Russian-ossetian wrestler (born 1982)

Khadzhimurat Soltanovich Gatsalov (Хаджимурат Солтанович Гацалов; Гуæцæлти Солтани фурт Хадзимурат; born December 11, 1982) is a Russian wrestler.

He won the gold medal in the freestyle 96 kg class in the 2004 Summer Olympics, defeating future UFC Light Heavyweight and Heavyweight Champion Daniel Cormier in the semi-finals. He won five world medals in the 96 kg class at the FILA Wrestling World Championships. In 2013, he moved up to the 120 kg class and won a gold medal at the FILA Wrestling World Championships. He started his senior level competitive career at 84 kg in 2002 before moving up to 96 kg and 120 kg.

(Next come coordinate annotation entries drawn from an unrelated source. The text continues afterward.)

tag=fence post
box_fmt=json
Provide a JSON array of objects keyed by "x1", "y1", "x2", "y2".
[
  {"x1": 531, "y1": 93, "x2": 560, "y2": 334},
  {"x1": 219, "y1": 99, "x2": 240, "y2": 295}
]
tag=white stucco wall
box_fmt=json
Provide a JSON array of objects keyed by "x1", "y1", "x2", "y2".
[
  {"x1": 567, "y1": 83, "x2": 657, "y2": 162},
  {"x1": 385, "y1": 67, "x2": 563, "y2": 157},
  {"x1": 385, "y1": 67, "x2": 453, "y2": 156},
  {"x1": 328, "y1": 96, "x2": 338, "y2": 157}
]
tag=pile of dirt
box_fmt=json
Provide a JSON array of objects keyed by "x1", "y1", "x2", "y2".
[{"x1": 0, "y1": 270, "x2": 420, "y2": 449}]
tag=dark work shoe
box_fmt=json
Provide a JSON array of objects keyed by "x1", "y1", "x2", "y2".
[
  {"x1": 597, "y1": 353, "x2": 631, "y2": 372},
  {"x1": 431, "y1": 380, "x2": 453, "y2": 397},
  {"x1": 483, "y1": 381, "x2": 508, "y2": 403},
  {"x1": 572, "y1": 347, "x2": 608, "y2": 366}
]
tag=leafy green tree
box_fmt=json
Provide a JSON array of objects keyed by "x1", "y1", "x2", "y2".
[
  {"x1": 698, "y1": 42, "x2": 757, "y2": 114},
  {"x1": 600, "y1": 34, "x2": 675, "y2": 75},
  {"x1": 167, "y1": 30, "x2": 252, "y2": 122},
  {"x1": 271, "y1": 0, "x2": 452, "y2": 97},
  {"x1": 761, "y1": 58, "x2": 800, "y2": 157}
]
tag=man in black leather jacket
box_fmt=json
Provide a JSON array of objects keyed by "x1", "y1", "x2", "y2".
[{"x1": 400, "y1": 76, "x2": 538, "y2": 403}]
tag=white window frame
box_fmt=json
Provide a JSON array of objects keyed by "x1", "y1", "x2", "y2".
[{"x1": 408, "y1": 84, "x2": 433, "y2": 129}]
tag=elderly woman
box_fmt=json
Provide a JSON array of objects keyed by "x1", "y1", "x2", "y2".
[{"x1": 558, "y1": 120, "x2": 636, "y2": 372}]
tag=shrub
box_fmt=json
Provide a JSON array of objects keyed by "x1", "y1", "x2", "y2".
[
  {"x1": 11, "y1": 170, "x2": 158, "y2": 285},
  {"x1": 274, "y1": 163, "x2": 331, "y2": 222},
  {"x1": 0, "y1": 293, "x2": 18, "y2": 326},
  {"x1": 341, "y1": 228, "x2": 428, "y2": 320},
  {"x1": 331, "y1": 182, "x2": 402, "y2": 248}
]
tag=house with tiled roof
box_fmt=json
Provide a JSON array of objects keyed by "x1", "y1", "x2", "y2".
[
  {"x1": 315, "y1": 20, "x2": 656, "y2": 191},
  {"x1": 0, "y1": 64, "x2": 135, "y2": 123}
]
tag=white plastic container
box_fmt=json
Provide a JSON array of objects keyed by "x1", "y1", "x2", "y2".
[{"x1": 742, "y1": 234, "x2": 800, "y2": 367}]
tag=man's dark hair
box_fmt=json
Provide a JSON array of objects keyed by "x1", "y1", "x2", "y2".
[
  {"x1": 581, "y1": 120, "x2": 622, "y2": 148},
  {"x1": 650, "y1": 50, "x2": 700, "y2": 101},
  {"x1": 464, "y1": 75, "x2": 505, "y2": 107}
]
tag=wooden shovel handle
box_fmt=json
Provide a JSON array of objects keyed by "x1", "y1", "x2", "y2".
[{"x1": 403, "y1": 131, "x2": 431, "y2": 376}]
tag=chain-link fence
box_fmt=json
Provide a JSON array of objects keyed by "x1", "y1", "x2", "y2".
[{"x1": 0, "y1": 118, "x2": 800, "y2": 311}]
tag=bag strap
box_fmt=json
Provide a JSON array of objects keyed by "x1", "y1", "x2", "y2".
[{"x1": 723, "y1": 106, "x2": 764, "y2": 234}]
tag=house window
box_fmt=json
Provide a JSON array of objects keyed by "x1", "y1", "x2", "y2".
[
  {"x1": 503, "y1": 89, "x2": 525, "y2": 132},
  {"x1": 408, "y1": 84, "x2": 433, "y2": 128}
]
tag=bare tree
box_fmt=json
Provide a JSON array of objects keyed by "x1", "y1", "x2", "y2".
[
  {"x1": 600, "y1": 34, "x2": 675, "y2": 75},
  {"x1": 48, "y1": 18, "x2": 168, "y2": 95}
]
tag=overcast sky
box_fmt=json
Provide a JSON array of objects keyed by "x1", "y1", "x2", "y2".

In 2014, Gatsalov became Cormier's training partner ahead of Cormier's fight against Jon Jones at UFC 182.

As of November 2022, Gatsalov was appointed as the head coach of the Russian National Freestyle team.

In May 2025 Gatsalov received a provisional suspension by the ITA based on a sample from 2015 that contained banned substance ipamorelin.